All Products
Search
Document Center

Intelligent Media Services:SubmitAvatarVideoJob

Last Updated:Dec 23, 2025

Submits a task to render a video of an avatar speaking the content of the specified text or a human voice audio file.

Operation description

  • The input supports only text or a human voice audio file in MP3 or WAV format.
  • The output supports MP4 and WebM formats. For the MP4 format, the task produces two videos: one with the avatar on a green screen background and a separate alpha mask video. This is ideal for post-production. For the WebM format, the task produces a single video with a transparent alpha channel, suitable for direct web front-end display. Rendering WebM is slower due to encoding complexity.
  • The final output includes sentence-level timestamps, which are useful for subsequent video editing.

Debugging

You can run this interface directly in OpenAPI Explorer, saving you the trouble of calculating signatures. After running successfully, OpenAPI Explorer can automatically generate SDK code samples.

Authorization information

The following table shows the authorization information corresponding to the API. The authorization information can be used in the Action policy element to grant a RAM user or RAM role the permissions to call this API operation. Description:

  • Operation: the value that you can use in the Action element to specify the operation on a resource.
  • Access level: the access level of each operation. The levels are read, write, and list.
  • Resource type: the type of the resource on which you can authorize the RAM user or the RAM role to perform the operation. Take note of the following items:
    • For mandatory resource types, indicate with a prefix of * .
    • If the permissions cannot be granted at the resource level, All Resources is used in the Resource type column of the operation.
  • Condition Key: the condition key that is defined by the cloud service.
  • Associated operation: other operations that the RAM user or the RAM role must have permissions to perform to complete the operation. To complete the operation, the RAM user or the RAM role must have the permissions to perform the associated operations.
OperationAccess levelResource typeCondition keyAssociated operation
ice:SubmitAvatarVideoJobcreate
*All Resources
*
    none
none

Request parameters

ParameterTypeRequiredDescriptionExample
InputConfigstringNo

The input configurations of the video rendering task for an avatar. You can specify text, the Object Storage Service (OSS) URL of an audio file, or the ID of a media asset. The audio file must be in the MP3 or WAV format.

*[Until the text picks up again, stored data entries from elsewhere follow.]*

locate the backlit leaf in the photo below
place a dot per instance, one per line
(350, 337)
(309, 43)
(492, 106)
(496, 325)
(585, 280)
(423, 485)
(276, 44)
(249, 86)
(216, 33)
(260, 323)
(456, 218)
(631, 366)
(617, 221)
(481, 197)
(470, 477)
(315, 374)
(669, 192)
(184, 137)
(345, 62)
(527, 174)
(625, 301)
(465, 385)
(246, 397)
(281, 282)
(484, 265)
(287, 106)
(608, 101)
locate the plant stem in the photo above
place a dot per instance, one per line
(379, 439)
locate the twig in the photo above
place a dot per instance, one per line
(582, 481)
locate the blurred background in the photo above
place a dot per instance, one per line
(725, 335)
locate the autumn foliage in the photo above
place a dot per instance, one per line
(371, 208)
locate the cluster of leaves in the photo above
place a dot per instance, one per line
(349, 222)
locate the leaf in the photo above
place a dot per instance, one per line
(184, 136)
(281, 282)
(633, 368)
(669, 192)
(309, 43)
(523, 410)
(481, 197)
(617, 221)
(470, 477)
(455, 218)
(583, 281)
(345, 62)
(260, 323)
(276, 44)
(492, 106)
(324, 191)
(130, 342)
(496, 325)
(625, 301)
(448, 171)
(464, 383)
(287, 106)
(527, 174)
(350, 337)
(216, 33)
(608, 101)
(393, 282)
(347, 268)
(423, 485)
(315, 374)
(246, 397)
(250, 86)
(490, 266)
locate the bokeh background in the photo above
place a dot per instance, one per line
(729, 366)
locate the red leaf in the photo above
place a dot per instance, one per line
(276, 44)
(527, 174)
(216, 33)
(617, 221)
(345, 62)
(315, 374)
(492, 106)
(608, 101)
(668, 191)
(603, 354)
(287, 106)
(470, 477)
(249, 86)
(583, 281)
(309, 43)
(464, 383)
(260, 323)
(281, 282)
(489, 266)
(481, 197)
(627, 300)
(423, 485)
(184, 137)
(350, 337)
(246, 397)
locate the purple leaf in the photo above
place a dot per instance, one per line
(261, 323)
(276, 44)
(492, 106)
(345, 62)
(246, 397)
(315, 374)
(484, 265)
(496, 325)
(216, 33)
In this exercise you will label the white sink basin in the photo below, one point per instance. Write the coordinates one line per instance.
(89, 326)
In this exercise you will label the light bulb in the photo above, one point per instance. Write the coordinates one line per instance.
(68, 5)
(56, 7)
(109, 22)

Notice The text must be at least five characters in length.

{"Text": "To be, or not to be, that is the question."}
EditingConfigstringNo

The avatar configurations, including the avatar ID, voice, and speech rate.

{"AvatarId":"yunqiao"}
OutputConfigstringNo

The output configurations, including the destination URL for the rendered video.

{"MediaURL":"https://your-bucket.oss-cn-shanghai.aliyuncs.com/xxx.mp4"}
TitlestringNo

The task name. Max length: 128 bytes.

test
DescriptionstringNo

The task description. Max length: 128 bytes.

test
UserDatastringNo

A user-defined JSON string for passing custom business information, such as environment details or task metadata.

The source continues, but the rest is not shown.